Je mangeais pour être plus vite plus fort, pour être plus vite plus grand, pour gagner plus vite de l’argent. Pour qu’on puisse descendre d’un ou deux niveaux, là où l’air était plus respirable. Elle se levait. Elle sortait de table. Elle me disait je suis fatiguée, je vais aller me reposer. Je finissais seul. Je rinçais les couverts. Je les rangeais dans le lave-vaisselle. Je nettoyais la table. S’il y avait des miettes, je passais l’aspirateur. Quand tout était bien propre, j’allais dans le salon regarder le ciel au plafond. Bleu pâle. Bleu clair. Bleu profond. Bleu violet. Bleu nuit. Bleu infini. Parfois, la météo annonçait une modification de l’aube ou un crépuscule inédit. Les gens se réjouissaient à l’avance, faisaient des plans, invitaient d’autres gens. Le jour dit, à l’heure dite, on se retrouvait sous un dôme pour se prendre en photo.

Une autre fin (9)

(Le fil de l’histoire dans la catégorie « Une autre fin » sur la barre de droite)
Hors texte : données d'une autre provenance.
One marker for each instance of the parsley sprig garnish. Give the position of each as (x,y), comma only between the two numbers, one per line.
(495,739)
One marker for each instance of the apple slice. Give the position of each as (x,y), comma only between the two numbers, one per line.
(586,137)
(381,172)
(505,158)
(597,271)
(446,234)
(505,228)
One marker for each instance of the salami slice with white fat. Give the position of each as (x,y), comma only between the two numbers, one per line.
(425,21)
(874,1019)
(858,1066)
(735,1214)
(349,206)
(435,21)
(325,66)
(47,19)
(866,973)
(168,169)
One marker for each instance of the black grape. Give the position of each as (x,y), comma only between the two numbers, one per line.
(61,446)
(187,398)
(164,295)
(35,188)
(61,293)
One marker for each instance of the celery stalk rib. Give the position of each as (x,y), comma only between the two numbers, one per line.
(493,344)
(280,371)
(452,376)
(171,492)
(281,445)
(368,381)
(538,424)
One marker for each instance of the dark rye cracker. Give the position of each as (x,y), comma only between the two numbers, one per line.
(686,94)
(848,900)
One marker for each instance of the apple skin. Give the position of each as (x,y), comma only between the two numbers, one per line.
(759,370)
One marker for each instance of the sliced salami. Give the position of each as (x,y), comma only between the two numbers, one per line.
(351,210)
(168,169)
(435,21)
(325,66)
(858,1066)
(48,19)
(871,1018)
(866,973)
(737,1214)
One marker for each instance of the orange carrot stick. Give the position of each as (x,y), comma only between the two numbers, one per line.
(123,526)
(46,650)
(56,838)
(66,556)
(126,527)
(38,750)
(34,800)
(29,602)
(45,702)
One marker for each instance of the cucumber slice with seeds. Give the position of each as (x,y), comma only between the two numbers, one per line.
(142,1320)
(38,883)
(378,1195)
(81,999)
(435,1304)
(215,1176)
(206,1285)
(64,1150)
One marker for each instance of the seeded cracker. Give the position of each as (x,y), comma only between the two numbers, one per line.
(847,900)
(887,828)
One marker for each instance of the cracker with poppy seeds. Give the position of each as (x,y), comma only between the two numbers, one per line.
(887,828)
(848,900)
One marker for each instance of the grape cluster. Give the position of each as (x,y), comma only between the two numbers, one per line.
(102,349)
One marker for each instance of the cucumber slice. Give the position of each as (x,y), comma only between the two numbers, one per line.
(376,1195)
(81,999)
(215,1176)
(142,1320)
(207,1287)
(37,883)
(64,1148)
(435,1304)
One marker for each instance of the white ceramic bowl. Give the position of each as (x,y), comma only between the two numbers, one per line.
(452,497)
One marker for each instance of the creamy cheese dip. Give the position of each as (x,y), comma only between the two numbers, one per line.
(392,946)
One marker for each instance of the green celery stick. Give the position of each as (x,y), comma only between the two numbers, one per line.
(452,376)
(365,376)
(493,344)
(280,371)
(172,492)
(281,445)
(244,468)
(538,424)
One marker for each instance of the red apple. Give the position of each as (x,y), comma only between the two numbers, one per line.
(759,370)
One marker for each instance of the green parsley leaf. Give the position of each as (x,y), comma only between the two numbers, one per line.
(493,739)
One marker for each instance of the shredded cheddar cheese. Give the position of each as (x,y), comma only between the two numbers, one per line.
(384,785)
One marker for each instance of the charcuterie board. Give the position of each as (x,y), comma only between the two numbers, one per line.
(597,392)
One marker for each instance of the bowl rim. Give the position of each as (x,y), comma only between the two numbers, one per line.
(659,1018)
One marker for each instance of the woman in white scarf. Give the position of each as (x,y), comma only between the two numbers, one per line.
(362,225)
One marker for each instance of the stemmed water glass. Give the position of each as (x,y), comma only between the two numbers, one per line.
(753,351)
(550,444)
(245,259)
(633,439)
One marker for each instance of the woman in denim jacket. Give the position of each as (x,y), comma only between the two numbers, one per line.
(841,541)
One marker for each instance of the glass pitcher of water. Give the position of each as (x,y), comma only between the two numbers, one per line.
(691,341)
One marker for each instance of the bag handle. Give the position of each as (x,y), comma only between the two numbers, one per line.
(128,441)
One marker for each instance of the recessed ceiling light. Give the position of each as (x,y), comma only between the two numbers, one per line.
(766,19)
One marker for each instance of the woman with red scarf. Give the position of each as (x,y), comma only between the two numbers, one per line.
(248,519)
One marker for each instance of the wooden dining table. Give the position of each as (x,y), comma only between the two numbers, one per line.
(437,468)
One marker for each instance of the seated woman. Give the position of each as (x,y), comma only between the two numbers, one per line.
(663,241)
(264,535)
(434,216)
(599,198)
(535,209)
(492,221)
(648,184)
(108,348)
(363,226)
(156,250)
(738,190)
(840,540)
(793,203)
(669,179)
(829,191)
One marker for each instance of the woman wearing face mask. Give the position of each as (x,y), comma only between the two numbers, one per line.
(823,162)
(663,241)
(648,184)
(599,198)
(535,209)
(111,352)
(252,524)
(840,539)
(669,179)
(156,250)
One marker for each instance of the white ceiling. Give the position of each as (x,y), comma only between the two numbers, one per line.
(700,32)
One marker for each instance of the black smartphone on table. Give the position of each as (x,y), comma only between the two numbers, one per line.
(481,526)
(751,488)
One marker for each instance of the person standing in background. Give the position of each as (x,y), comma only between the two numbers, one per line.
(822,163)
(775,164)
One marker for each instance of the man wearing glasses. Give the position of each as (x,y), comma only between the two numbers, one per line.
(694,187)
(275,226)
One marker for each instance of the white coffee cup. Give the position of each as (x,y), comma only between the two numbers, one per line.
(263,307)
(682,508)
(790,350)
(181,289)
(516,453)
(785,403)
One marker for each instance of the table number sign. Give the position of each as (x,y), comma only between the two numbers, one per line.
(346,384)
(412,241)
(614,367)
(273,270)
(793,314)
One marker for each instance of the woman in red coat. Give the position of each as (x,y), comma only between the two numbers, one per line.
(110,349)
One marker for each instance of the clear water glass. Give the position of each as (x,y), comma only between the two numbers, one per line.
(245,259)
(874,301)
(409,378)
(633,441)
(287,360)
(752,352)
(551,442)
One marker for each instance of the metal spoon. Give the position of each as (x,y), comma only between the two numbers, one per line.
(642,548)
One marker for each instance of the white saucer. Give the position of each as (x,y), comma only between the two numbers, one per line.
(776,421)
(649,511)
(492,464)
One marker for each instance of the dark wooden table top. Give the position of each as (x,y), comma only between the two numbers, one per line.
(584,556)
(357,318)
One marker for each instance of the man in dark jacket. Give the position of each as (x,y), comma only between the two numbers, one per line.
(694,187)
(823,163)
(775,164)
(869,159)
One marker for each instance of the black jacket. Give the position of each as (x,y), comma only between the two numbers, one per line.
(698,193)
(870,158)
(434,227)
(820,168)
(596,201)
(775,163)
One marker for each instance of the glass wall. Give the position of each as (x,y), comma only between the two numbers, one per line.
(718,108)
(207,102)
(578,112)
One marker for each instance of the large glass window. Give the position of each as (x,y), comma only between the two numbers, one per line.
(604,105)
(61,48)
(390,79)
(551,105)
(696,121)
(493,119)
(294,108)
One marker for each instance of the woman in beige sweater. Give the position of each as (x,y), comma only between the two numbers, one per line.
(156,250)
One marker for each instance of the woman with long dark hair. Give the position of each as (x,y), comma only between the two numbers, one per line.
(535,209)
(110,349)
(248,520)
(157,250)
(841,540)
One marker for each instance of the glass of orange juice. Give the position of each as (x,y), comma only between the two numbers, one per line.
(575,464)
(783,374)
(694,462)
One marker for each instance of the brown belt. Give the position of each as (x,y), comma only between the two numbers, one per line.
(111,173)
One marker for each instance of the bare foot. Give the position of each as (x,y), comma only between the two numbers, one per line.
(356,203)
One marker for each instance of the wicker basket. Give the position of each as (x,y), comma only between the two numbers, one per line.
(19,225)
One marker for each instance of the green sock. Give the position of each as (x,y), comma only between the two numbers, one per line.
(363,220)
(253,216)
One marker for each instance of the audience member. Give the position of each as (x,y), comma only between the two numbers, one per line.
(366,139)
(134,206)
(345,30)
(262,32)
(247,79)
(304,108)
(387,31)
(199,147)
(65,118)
Nous ne sommes plus jamais retournés dans le grand hall.
Plus tard, beaucoup plus tard, je me suis retrouvé là par hasard. Je m’étais endormi dans le métro, je m’endormais partout, en ce temps-là. Quand je me suis réveillé, j’ai regardé autour de moi. La rame était vide, j’étais presque arrivé au bout de la ligne. Je suis descendu à l’arrêt suivant, les jambes lourdes et l’esprit fripé. J’ai suivi les lignes tracées sur le quai, la sortie sur la droite, la rampe d’escaliers, les murs jaunes, le long couloir où nous comptions les secondes avant d’apercevoir le ciel.
Le ciel était bas, ce jour-là. Bien plus bas que dans mon souvenir. De longues trainées noires maculaient les brumes de l’automne. Un filet de lumière grasse tombait sur le sol jonché d’emballages écrasés, restes de pain passé, frites éventrées et barbouillées de ketchup. Des bouteilles vides, droites ou couchées sur le côté et le faible scintillement des aiguilles tordues au bout de leurs seringues. Manger. Boire. Sortir. J’avais bien trop peur de la piqûre des aiguilles et de voir mon sang épais refluer dans le haut du cylindre gradué. Il y a mille autres façons de partir, mille autres façons de s’échapper, alors pourquoi avaient-ils sali mon ciel et vomi sur ma mère ?
Je suis rentré chez moi. Dans la case soir de mon semainier trois pilules pâles attendaient que je les cueille avant de les avaler. Dans l’eau, j’ai ajouté une cuillère à soupe d’alcool lyophilisé. J’ai tout bien mélangé et bu d’un seul trait, cul sec, comme un homme. L’alcool avait un goût de brûlé. Un nouveau parfum qu’ils avaient recréé, qui devait rappeler l’intensité du café.
J’ai dû me faire violence pour ne pas tout recracher.

Une autre fin (8)

(Le fil de l’histoire dans la catégorie « Une autre fin » sur la barre de droite)

J’étais comme eux.
J’aurais dû être comme eux.
Je n’avais jamais rien connu d’autre que des arbres en pots, des fleurs fatiguées et des champs hors sol éclairés au néon. Des trous. Des cavernes. Des boyaux. Et toujours le métro. J’aurais dû être heureux. Mais je savais bien qu’il y avait autre chose. Un ciel. Une lumière. C’était il y a longtemps. J’avais cinq ou six ans. C’était du temps de ma mère, cette femme blonde qui me tenait par la main. Elle m’emmenait partout, ma mère, sa main dans la mienne, partout. Un jour, nous sommes entrés dans ce hall immense, je n’avais jamais vu de plafond aussi haut. J’ai cru que j’avais enfin vu le ciel.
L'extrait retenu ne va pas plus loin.